La maestra, la amiga, la mamá de muchos —como la llaman sus alumnos— ha visto pasar generaciones enteras. “Yo los recogía casa por casa. Si la mamá no podía llevarlos, yo iba por ellos. A veces sin plata para el vestuario, sin lugar para ensayar, pero con el corazón lleno. Yo invertía lo que me ganaba pintando cerámica o enmarcando cuadros para comprarles trajes.”
Yenny no solo ha formado bailarines, sino personas. “Yo no enseño solo pasos, enseño a ser feliz. A disipar los dolores a través del arte. A creer en uno mismo.” Esa es su pedagogía: bailar para sanar, para vivir con alegría
Mientras enseñaba, también se formó. Estudió una técnica en comercialización, luego la Licenciatura en Danza en la Universidad de Antioquia. “Fue muy duro estudiar y trabajar siendo mamá, pero lo logré. Terminé en plena pandemia. A veces pasaba por el metro y no quería mirar hacia la universidad, de tanto esfuerzo que me costó. Pero hoy lo agradezco. Fue un reto personal, una prueba de que soy fuerte.”
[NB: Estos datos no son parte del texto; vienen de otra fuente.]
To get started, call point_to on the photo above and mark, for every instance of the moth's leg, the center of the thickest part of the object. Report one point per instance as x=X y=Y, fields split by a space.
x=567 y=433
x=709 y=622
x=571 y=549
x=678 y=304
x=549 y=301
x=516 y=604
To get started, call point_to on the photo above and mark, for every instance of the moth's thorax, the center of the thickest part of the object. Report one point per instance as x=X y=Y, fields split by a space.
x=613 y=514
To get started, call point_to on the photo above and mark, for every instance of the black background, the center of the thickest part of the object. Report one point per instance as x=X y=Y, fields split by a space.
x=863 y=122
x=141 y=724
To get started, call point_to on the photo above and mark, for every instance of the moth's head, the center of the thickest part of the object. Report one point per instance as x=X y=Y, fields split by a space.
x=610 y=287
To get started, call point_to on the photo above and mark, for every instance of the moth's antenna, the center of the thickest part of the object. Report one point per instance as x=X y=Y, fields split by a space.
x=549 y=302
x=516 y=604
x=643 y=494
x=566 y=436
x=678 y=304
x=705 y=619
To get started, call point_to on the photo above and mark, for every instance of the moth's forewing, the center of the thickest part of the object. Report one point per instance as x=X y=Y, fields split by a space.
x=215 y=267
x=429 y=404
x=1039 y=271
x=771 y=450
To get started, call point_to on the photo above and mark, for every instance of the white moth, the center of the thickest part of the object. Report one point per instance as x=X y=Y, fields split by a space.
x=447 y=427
Su vida es una coreografía de resistencia. Relojera, pintora, marquetera, bailarina, maestra, directora… cada oficio la llevó a construir lo que hoy es: una mujer que vive del arte y para el arte. “Yo no creo que me vaya a retirar del baile. Todavía tengo energía. Todavía tengo sueños. Yo soy bailarina, por eso bailo.”
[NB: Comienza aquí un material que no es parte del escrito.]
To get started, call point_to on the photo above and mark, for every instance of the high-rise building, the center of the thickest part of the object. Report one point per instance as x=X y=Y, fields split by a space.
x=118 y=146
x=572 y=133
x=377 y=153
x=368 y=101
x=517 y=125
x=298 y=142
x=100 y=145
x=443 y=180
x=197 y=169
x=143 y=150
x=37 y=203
En los últimos años, su historia se ha entrelazado con la de Walter Grajales, también maestro y bailarín. Juntos crearon proyectos de danza folclórica, tropical y de tango; juntos han transformado escenarios y vidas. “Es maravilloso encontrar a alguien que entiende tu mundo. Somos muy afines, nos complementamos. Cuando trabajamos, los sueños se multiplican.”
Yenny no para. Dirige grupos, forma niños, enseña ritmos tropicales, crea espectáculos, baila en obras. Sueña con tener un espacio propio, una gran academia donde más personas puedan formarse, sin importar la edad. “Yo quiero que los adultos también bailen, que se suban a una tarima, que sientan los aplausos. Quiero seguir dándole felicidad a la gente.”
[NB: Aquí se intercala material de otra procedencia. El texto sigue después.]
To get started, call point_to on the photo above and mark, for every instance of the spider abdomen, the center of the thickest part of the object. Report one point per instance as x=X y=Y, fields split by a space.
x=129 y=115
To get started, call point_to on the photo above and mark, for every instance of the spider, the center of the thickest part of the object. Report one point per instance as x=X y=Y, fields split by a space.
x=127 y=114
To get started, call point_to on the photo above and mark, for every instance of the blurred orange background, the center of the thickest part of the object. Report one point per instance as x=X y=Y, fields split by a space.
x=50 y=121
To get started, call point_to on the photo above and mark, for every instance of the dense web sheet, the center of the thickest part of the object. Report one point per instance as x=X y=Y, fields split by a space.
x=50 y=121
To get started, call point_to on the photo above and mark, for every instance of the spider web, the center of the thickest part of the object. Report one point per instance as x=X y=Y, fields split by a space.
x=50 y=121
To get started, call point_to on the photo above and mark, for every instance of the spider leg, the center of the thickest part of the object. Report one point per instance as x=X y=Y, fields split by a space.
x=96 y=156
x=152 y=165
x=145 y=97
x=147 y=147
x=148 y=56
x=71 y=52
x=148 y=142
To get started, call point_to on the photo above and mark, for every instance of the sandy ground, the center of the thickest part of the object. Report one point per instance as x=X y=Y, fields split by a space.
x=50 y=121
Hoy, con más de 17 años de trayectoria, se reconoce como una maestra del alma, una sembradora de alegrías. “La danza me lo ha dado todo. Me dio estabilidad, tranquilidad, felicidad. Cuando bailo, soy yo… pero también soy otra. Como si me habitara otro ser, un duende.”
Desde el barrio Popular hasta los escenarios internacionales, Yenny ha tejido una historia que se mueve al ritmo del tango, del porro y de la vida misma. Es testimonio de cómo el arte puede florecer incluso en medio de la dureza, y de cómo una mujer, con su fuerza, puede convertir sus heridas en movimiento.
“Aranjuez y yo estamos en paz. Esta comuna me ha hecho fuerte, y yo le he devuelto cultura, arte, alegría. Le he devuelto niños felices, familias unidas, campeones y sueños cumplidos. Por eso digo que soy un patrimonio vivo: porque todavía estoy aquí, bailando, enseñando y amando.”